Marty Preston's Mystical Adventures

Kada Williams


Marty, when cycling home, rolling with fresh-air joy downhill onto a stone bridge over the Ouze, whiffed the scent of a puppy, with big droopy ears and elliptic brown spots all over his fur (or is it the brown which is the background?). He promptly named the puppy Ludwig, for a fair part of Marty's brain (assuming there is a physical brain within his skull, a proposition we certainly have no reason to doubt, unless we find our pleasure in thereby engaging in the language game), yes, a fair part of Marty's brain has penetrated deep into mystical ways of thought and feeling.

Now there's a view onto the sea from the mountain and a bench to accommodate an audience of that view and a yellowish dirt path to propel modern art enthusiasts up to that bench, and, thanks to Marty's mom, a bike rack before the path: the everyday but significant ritual of locking the bike and the helmet is a slight decisive line drawn between checklists and glyphs the long white strip of paper that is Marty's life. That's where Marty was coming from. He goes there to think, or to not think, or not to think. He goes there because it is a significant place: it is a bench to experience modern art from.

Modern art here is blue squares shaded in with orange and intersected with bright red ovals. It can be an arrangement of bright colors in a neat 2-D ball grid points which together exude energy, a sort of free spirit, but also a sort of confinement, like hundreds of light creatures in jail cells, all in post-encounter communication as waves wash over from the thousands of days when a shrill bell guides them to a dining hall to eat slop, yet the slop matters not as they beep pulses, some rebounding like in Win-XP pinball. It can be standing before this arrangement, as inner juices abound to reenact a world one craves to be part of, and really is part of, but very differently, the resultant being a "yet I couldn't wish for more!..." sort of lonesomeness that is so often seen underlying the human condition. But wait: modern art is just the bench and the place with a view onto the sea.
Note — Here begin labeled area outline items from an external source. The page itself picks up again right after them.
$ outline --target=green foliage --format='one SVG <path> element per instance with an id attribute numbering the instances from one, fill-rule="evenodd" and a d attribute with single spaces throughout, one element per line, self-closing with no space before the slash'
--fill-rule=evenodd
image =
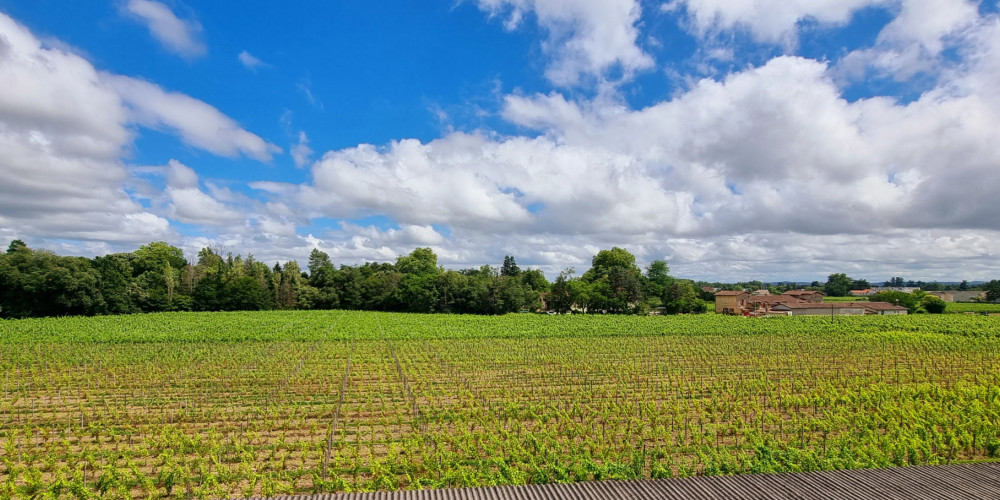
<path id="1" fill-rule="evenodd" d="M 994 318 L 956 315 L 0 321 L 0 496 L 264 497 L 996 460 L 998 339 Z"/>
<path id="2" fill-rule="evenodd" d="M 903 306 L 910 310 L 910 314 L 913 314 L 917 312 L 917 310 L 920 308 L 921 298 L 922 296 L 918 296 L 917 294 L 913 293 L 886 291 L 870 295 L 868 297 L 868 301 L 888 302 L 890 304 Z"/>
<path id="3" fill-rule="evenodd" d="M 417 248 L 410 255 L 396 259 L 396 269 L 403 274 L 429 276 L 437 274 L 437 255 L 430 248 Z"/>
<path id="4" fill-rule="evenodd" d="M 920 299 L 920 307 L 931 314 L 943 313 L 947 305 L 947 302 L 934 295 L 925 295 Z"/>
<path id="5" fill-rule="evenodd" d="M 16 246 L 0 255 L 0 317 L 102 313 L 99 283 L 88 259 Z"/>
<path id="6" fill-rule="evenodd" d="M 983 290 L 986 291 L 987 302 L 1000 302 L 1000 280 L 990 280 L 983 285 Z"/>

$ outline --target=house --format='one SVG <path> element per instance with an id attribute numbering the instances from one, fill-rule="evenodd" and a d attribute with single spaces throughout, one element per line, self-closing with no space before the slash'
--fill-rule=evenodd
<path id="1" fill-rule="evenodd" d="M 787 316 L 864 316 L 866 311 L 860 302 L 789 302 L 771 308 L 773 314 Z"/>
<path id="2" fill-rule="evenodd" d="M 787 295 L 789 297 L 794 297 L 799 300 L 804 300 L 806 302 L 813 302 L 816 304 L 821 304 L 823 302 L 824 295 L 815 290 L 789 290 L 782 295 Z"/>
<path id="3" fill-rule="evenodd" d="M 820 297 L 822 300 L 822 297 Z M 715 294 L 715 312 L 761 316 L 769 314 L 777 304 L 804 302 L 790 295 L 755 295 L 749 292 L 723 291 Z"/>
<path id="4" fill-rule="evenodd" d="M 741 291 L 724 290 L 715 293 L 715 312 L 719 314 L 740 314 L 746 307 L 750 294 Z"/>
<path id="5" fill-rule="evenodd" d="M 909 314 L 910 310 L 888 302 L 823 302 L 819 292 L 795 290 L 781 295 L 717 292 L 715 312 L 743 316 L 864 316 Z"/>
<path id="6" fill-rule="evenodd" d="M 920 290 L 920 287 L 916 286 L 873 286 L 872 292 L 903 292 L 903 293 L 913 293 Z"/>
<path id="7" fill-rule="evenodd" d="M 877 314 L 880 316 L 910 314 L 909 309 L 888 302 L 858 302 L 858 304 L 865 308 L 865 314 Z"/>
<path id="8" fill-rule="evenodd" d="M 973 302 L 986 298 L 982 290 L 949 290 L 944 292 L 927 292 L 945 302 Z"/>

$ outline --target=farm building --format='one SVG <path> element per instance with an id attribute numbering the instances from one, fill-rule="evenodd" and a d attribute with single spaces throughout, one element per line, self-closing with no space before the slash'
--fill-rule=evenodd
<path id="1" fill-rule="evenodd" d="M 982 290 L 951 290 L 945 292 L 927 292 L 945 302 L 973 302 L 986 298 Z"/>
<path id="2" fill-rule="evenodd" d="M 821 292 L 817 292 L 815 290 L 789 290 L 782 295 L 788 295 L 789 297 L 795 297 L 806 302 L 814 302 L 817 304 L 822 303 L 824 297 Z"/>
<path id="3" fill-rule="evenodd" d="M 888 302 L 859 302 L 867 310 L 865 314 L 878 314 L 881 316 L 892 316 L 896 314 L 910 314 L 910 310 L 896 304 Z"/>
<path id="4" fill-rule="evenodd" d="M 775 304 L 770 309 L 772 314 L 787 314 L 788 316 L 864 316 L 867 311 L 868 309 L 859 302 L 831 302 L 827 304 L 789 302 Z"/>
<path id="5" fill-rule="evenodd" d="M 718 292 L 715 312 L 743 316 L 864 316 L 909 314 L 910 311 L 888 302 L 823 302 L 823 294 L 819 292 L 796 290 L 781 295 Z"/>

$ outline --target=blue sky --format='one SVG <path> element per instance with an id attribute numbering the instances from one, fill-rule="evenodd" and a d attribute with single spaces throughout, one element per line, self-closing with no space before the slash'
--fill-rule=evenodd
<path id="1" fill-rule="evenodd" d="M 0 0 L 0 240 L 1000 274 L 968 0 Z"/>

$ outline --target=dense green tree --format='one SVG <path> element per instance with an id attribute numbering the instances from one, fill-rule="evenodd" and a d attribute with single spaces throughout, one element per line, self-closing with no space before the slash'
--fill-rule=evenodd
<path id="1" fill-rule="evenodd" d="M 556 277 L 545 298 L 546 305 L 550 310 L 565 314 L 573 309 L 574 297 L 570 283 L 574 274 L 575 271 L 570 267 Z"/>
<path id="2" fill-rule="evenodd" d="M 634 312 L 642 301 L 642 273 L 635 256 L 623 248 L 598 252 L 582 279 L 590 284 L 588 302 L 594 309 L 622 314 Z"/>
<path id="3" fill-rule="evenodd" d="M 514 262 L 514 257 L 511 255 L 504 255 L 503 266 L 500 267 L 500 276 L 519 276 L 521 274 L 521 268 L 517 267 L 517 263 Z"/>
<path id="4" fill-rule="evenodd" d="M 264 290 L 253 276 L 240 276 L 222 287 L 221 308 L 226 311 L 259 311 L 264 309 Z"/>
<path id="5" fill-rule="evenodd" d="M 93 260 L 97 271 L 98 288 L 104 298 L 106 314 L 131 314 L 140 312 L 135 304 L 138 287 L 132 282 L 132 254 L 114 253 Z"/>
<path id="6" fill-rule="evenodd" d="M 13 247 L 14 245 L 12 245 Z M 100 275 L 83 257 L 27 246 L 0 255 L 0 316 L 91 315 L 105 311 Z"/>
<path id="7" fill-rule="evenodd" d="M 689 280 L 673 280 L 664 290 L 663 308 L 667 314 L 703 313 L 708 305 Z"/>
<path id="8" fill-rule="evenodd" d="M 10 242 L 10 245 L 7 245 L 7 253 L 14 253 L 18 250 L 27 250 L 27 249 L 28 245 L 26 245 L 21 240 L 13 240 Z"/>
<path id="9" fill-rule="evenodd" d="M 135 256 L 132 261 L 133 276 L 146 272 L 162 273 L 168 264 L 174 269 L 181 269 L 187 265 L 184 252 L 180 248 L 162 241 L 143 245 L 132 254 Z"/>
<path id="10" fill-rule="evenodd" d="M 925 295 L 924 298 L 920 299 L 920 307 L 931 314 L 941 314 L 948 307 L 948 303 L 941 300 L 940 297 Z"/>
<path id="11" fill-rule="evenodd" d="M 410 255 L 396 259 L 396 270 L 403 274 L 437 274 L 437 255 L 430 248 L 417 248 Z"/>

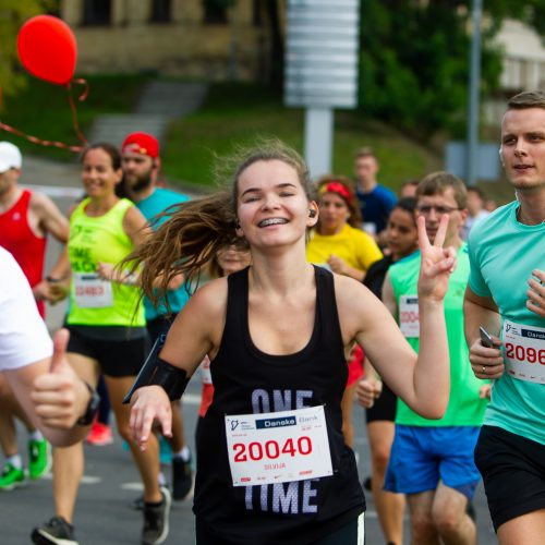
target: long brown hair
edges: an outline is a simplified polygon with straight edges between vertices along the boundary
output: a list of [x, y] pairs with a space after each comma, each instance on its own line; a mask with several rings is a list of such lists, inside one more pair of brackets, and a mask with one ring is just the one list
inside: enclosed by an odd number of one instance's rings
[[[174, 205], [165, 221], [146, 241], [126, 257], [121, 267], [136, 269], [142, 264], [141, 284], [154, 304], [166, 293], [169, 281], [183, 274], [191, 283], [218, 250], [241, 244], [237, 234], [239, 178], [258, 161], [280, 160], [293, 167], [308, 201], [314, 201], [314, 186], [301, 156], [277, 138], [258, 138], [257, 145], [239, 147], [229, 157], [217, 160], [217, 181], [230, 191]], [[227, 182], [227, 183], [226, 183]], [[159, 286], [154, 283], [159, 279]]]

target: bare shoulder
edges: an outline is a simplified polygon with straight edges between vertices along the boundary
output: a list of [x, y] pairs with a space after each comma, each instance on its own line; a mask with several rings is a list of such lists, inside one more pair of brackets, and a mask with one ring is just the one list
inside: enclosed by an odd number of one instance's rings
[[[219, 278], [199, 288], [178, 314], [167, 337], [165, 354], [169, 362], [190, 359], [184, 368], [193, 368], [205, 354], [217, 353], [223, 334], [227, 310], [227, 280]], [[180, 344], [182, 352], [175, 347]], [[187, 358], [183, 356], [186, 354]], [[196, 359], [193, 356], [196, 354]]]
[[227, 307], [227, 278], [210, 280], [198, 288], [190, 302], [209, 315], [225, 314]]
[[40, 219], [51, 214], [61, 214], [57, 205], [46, 194], [33, 191], [29, 201], [31, 209]]
[[365, 332], [372, 320], [388, 314], [384, 304], [362, 282], [334, 275], [337, 312], [344, 344]]
[[[334, 274], [335, 279], [335, 296], [337, 306], [350, 308], [360, 306], [367, 301], [368, 298], [374, 298], [373, 293], [363, 286], [362, 282], [343, 275]], [[376, 299], [376, 298], [375, 298]]]
[[136, 208], [136, 206], [131, 206], [126, 209], [123, 218], [123, 222], [129, 227], [142, 228], [146, 223], [146, 218]]

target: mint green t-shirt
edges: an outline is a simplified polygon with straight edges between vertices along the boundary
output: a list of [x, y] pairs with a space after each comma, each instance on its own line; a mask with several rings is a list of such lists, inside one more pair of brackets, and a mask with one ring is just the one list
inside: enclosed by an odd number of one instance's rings
[[[164, 213], [169, 206], [185, 203], [190, 197], [181, 193], [175, 193], [170, 190], [165, 190], [162, 187], [156, 187], [154, 193], [148, 197], [144, 198], [140, 203], [136, 203], [136, 207], [144, 215], [144, 217], [149, 221], [152, 229], [154, 231], [158, 229], [165, 221], [167, 221], [171, 214], [162, 216], [160, 219], [156, 219], [161, 213]], [[168, 302], [170, 312], [177, 314], [179, 313], [187, 300], [190, 299], [190, 290], [184, 283], [177, 290], [169, 290]], [[160, 316], [165, 316], [169, 313], [165, 301], [159, 301], [157, 307], [154, 306], [152, 301], [144, 295], [144, 308], [146, 311], [146, 319], [148, 322], [156, 319]]]
[[[520, 223], [518, 207], [513, 202], [498, 208], [473, 227], [469, 240], [469, 286], [475, 294], [494, 299], [501, 331], [506, 319], [545, 328], [545, 319], [525, 305], [532, 270], [545, 270], [545, 223]], [[545, 351], [544, 337], [535, 338], [534, 344], [537, 353]], [[543, 365], [538, 359], [534, 363]], [[505, 373], [494, 383], [484, 423], [545, 445], [545, 385]]]
[[[483, 423], [486, 401], [479, 391], [483, 382], [475, 378], [470, 365], [469, 350], [463, 335], [463, 294], [470, 272], [468, 249], [462, 244], [458, 251], [458, 265], [450, 276], [445, 296], [445, 319], [447, 323], [448, 347], [450, 355], [450, 398], [447, 412], [440, 420], [428, 420], [412, 411], [398, 399], [396, 424], [409, 426], [480, 426]], [[389, 269], [393, 293], [398, 304], [398, 319], [403, 311], [402, 299], [417, 299], [420, 274], [420, 252], [411, 254], [392, 265]], [[413, 305], [411, 313], [415, 312]], [[414, 314], [413, 314], [414, 315]], [[417, 317], [416, 317], [417, 319]], [[414, 320], [413, 320], [414, 322]], [[420, 338], [417, 332], [405, 335], [407, 340], [417, 352]]]

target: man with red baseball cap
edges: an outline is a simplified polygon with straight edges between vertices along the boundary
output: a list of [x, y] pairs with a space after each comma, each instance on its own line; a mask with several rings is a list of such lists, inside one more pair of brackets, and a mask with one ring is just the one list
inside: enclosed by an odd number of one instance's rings
[[[123, 182], [121, 190], [124, 196], [132, 199], [154, 229], [168, 219], [155, 218], [171, 205], [189, 201], [187, 195], [158, 187], [160, 169], [159, 142], [155, 136], [144, 132], [129, 134], [121, 146], [121, 167]], [[161, 303], [157, 308], [147, 298], [144, 298], [146, 308], [147, 329], [152, 341], [166, 334], [175, 315], [187, 302], [189, 290], [183, 277], [174, 279], [168, 292], [170, 306]], [[191, 451], [185, 445], [183, 436], [183, 420], [179, 401], [172, 403], [172, 496], [183, 499], [192, 486]]]

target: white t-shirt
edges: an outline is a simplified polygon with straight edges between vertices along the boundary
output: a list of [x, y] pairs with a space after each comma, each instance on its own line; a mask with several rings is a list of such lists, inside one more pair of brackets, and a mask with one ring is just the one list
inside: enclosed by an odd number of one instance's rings
[[52, 354], [31, 286], [13, 256], [0, 247], [0, 371], [15, 370]]

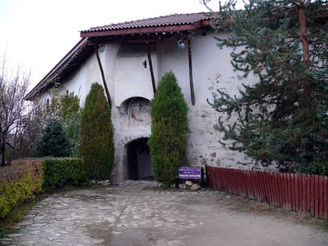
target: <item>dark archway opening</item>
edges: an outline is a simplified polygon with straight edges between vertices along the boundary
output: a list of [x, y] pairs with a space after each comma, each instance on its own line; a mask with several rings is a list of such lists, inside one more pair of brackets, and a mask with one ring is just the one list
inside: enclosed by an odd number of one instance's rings
[[128, 179], [154, 180], [147, 141], [141, 138], [128, 145]]

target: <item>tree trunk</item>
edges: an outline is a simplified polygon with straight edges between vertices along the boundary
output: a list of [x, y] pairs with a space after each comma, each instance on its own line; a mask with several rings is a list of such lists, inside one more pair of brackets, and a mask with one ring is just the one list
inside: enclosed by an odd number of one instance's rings
[[4, 135], [3, 134], [1, 134], [0, 138], [0, 167], [5, 166], [5, 148], [6, 148], [6, 141], [4, 138]]

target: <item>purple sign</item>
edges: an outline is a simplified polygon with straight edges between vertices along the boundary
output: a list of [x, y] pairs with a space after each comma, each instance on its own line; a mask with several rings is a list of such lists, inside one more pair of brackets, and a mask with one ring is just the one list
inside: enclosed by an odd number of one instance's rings
[[202, 179], [201, 167], [180, 167], [179, 179]]

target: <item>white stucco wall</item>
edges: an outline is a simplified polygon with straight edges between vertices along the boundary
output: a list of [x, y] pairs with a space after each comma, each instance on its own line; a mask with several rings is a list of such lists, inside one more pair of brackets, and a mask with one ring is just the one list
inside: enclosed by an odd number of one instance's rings
[[[226, 35], [221, 34], [221, 37]], [[185, 43], [186, 44], [186, 43]], [[207, 103], [217, 94], [216, 89], [232, 95], [238, 94], [242, 83], [252, 83], [241, 74], [233, 71], [228, 48], [218, 48], [214, 34], [196, 32], [191, 40], [192, 75], [195, 105], [191, 103], [189, 82], [188, 49], [178, 49], [176, 41], [159, 41], [152, 44], [152, 60], [156, 83], [163, 75], [172, 70], [182, 89], [189, 106], [188, 118], [190, 136], [188, 144], [188, 162], [192, 165], [228, 167], [251, 169], [254, 162], [242, 153], [223, 148], [218, 140], [220, 133], [213, 126], [218, 122], [218, 113]], [[150, 119], [138, 122], [124, 112], [125, 103], [133, 97], [151, 100], [153, 91], [145, 45], [106, 44], [100, 53], [107, 86], [112, 102], [112, 118], [114, 127], [115, 175], [118, 180], [126, 178], [126, 145], [139, 138], [150, 135]], [[144, 67], [146, 60], [147, 66]], [[91, 84], [102, 84], [99, 67], [95, 55], [88, 59], [67, 82], [60, 91], [79, 93], [83, 105]]]

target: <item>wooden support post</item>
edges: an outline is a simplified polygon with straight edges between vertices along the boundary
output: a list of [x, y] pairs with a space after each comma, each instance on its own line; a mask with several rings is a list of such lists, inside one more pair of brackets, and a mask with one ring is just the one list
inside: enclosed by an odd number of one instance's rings
[[101, 77], [103, 79], [103, 84], [104, 85], [105, 92], [106, 93], [108, 105], [110, 105], [110, 108], [112, 108], [112, 100], [110, 99], [110, 91], [108, 91], [108, 87], [107, 86], [104, 70], [103, 69], [103, 65], [101, 65], [100, 56], [99, 56], [98, 45], [95, 45], [93, 47], [95, 48], [95, 53], [96, 56], [97, 56], [98, 65], [99, 65], [99, 69], [100, 70]]
[[150, 54], [150, 47], [149, 43], [146, 43], [147, 56], [148, 57], [149, 70], [150, 71], [150, 76], [152, 77], [152, 91], [154, 94], [156, 93], [156, 84], [154, 77], [154, 70], [152, 70], [152, 56]]
[[190, 39], [188, 39], [188, 60], [189, 60], [189, 82], [190, 84], [191, 103], [195, 106], [194, 82], [192, 81], [192, 60], [191, 58]]

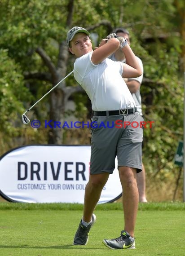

Marty looked up from his thick giblet soup with an appreciative beam to his mother, who returned his smile. It was lunchtime: a yellow southeastern sunlight warmed their hut. Ludwig is twenty years old now, and he sure grows quickly! After his taste buds receive no more sweetness, Marty tosses the chewy bits to him, feeling a bit bad disposing of tendons in this way. He's a good dog.

Bicycle rides no longer mean much to Marty. He likes sledding down gradual slopes. His dance is flowing without flare, simpler than serene.

How many names do I need to have? How many times is it August? What is the intonation of the revelation of this mess? Oh, I feel there's a place where the wild things are: sometimes they tremble, yes they are fearsome: I've visited them. That's just how they are, and if so, they're kinda sweet, even if they shift shape unbeknownst to me. Jovial, with a large club in his hand: "Wait a second Marge, there be some voices in the cellar I've gotta attend to!"

Modern art is resonance in the vernacular. Marty opens up an encyclopedia: his mind opens itself up on page 712. Ludwig is chewing on the cartilage. Beats and melodies, brush strokes, words golly words (just glance at the letters! they are so strange); yes, objects, James Objects; they are molded together with a carefulness dictated by the afflictions of the spirit — hopefully vibrant, not stale, though that's a matter of taste. All praise all objects, and their freedom, and may your spirit not be afflicted by rules because then you get a dunce cap.

Mystique indeed, a lost one's delight
Out with the bad air, in with the good
Wanting to speak, with nothing in sight
Out with the bad air, in with the good

Marty closes up the dictionary. He recognizes the absurdity in the narrowness of any standardization in light of the picture that we are all just somehow in flux with objects. As the sages slam their new guidebook onto the table, the way you see their "allons comme ça" slips from universal to just that table in the bar you always sit at on Wednesdays. Petty questions of willpower and thinking are a thing only in the corner called civilization: true, a big and successful corner highly productive despite insular object consideration. Debussy would find and sing Nature, Dada would report the excrement of a cauldron of sense-anti-senselessness, others would investigate iterations of the human mind, directed at 'what perception is really like' (Impressionism? Cubism?) or at strings of psychology or at a cerebral taste in motion or shapes or at anything at all, direction informed by the laws of mind or by objects, the white daisy on the college playing fields. Marty relishes some measure of thinking well enough, like a penchant for aubergines, and he finds philosophy strange: you know, it's fun to do sometimes, though. Open up the encyclopedia if you need an impulse, maybe even add some inventions when you can.

I've found this constructive nihilist empiricist picture helpful in charting the map of what's out there, and somehow evaluating the significance of what I see, which is especially important, I think. But now, time for me to work and learn: there's maturity to be gained.